Nadia Heninger is an associate professor in Computer Science and Engineering at the University of California, San Diego. Her research focuses on applied cryptography and security, particularly cryptanalysis of public-key cryptography in practice. She is the recipient of a 2017 NSF CAREER award, and her research has won best paper awards at CCS 2016, CCS 2015, Usenix Security 2012, and a best student paper award at Usenix Security 2008. Previously, she was an assistant professor at the University of Pennsylvania. She received her Ph.D. in computer science in 2011 from Princeton and spent time as a postdoc at UC San Diego and Microsoft Research New England.



Benjamin Wesolowski is a CNRS researcher at the Institut de Mathématiques de Bordeaux (IMB, France). His research focuses on cryptologic algorithms related to number theory and algebraic geometry. He has contributed to the design or cryptanalysis of schemes based on isogenies, lattices, and discrete logarithms in finite fields.

Benjamin obtained his PhD in 2018 at the École Polytechnique Fédérale de Lausanne (EPFL, Switzerland) on arithmetic and geometric structures in public key cryptography. He joined his current position after a post-doc at the Cryptology Group of the Centrum Wiskunde & Informatica (CWI, The Netherlands).
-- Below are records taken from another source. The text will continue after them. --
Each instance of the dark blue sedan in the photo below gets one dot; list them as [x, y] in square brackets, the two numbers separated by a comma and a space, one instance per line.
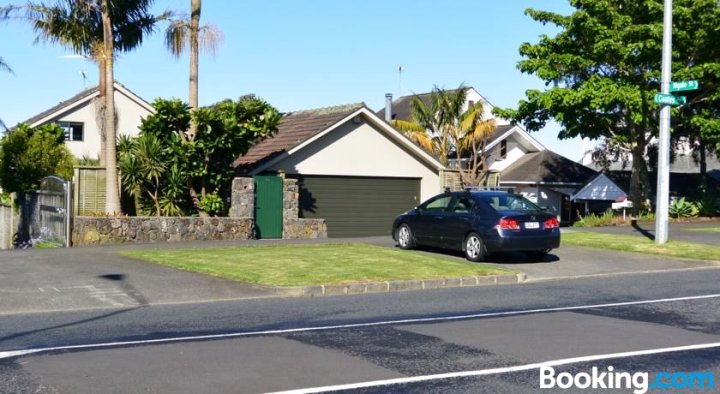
[479, 223]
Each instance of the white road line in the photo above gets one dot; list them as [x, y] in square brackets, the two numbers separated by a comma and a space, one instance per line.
[497, 371]
[24, 352]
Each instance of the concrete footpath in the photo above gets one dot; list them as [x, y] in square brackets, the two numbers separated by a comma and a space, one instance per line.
[97, 277]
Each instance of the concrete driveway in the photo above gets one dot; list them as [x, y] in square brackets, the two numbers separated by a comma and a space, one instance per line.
[97, 277]
[90, 278]
[690, 232]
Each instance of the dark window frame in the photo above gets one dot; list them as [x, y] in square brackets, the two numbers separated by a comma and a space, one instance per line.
[72, 130]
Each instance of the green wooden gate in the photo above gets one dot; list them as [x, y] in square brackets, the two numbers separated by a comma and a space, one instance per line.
[268, 206]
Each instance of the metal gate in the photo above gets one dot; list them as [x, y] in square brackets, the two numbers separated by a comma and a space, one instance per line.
[46, 214]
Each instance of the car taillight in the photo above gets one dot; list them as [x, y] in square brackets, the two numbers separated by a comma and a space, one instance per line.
[552, 223]
[508, 224]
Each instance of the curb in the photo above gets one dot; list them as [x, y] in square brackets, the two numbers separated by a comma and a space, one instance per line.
[394, 286]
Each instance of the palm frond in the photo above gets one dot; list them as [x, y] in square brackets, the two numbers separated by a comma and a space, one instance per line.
[416, 134]
[210, 38]
[176, 37]
[4, 66]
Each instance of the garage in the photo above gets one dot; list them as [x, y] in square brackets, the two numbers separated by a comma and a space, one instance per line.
[356, 206]
[354, 171]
Wouter Castryck is currently working as a research expert in the research group COSIC of the Department of Electrical Engineering at KU Leuven. On a voluntary basis, he is also affiliated with the Department of Mathematics: Algebra and Geometry at Ghent University. His research interests include algebraic curves, curve-based cryptography, lattice-based cryptography, toric geometry, combinatorics of lattice polytopes.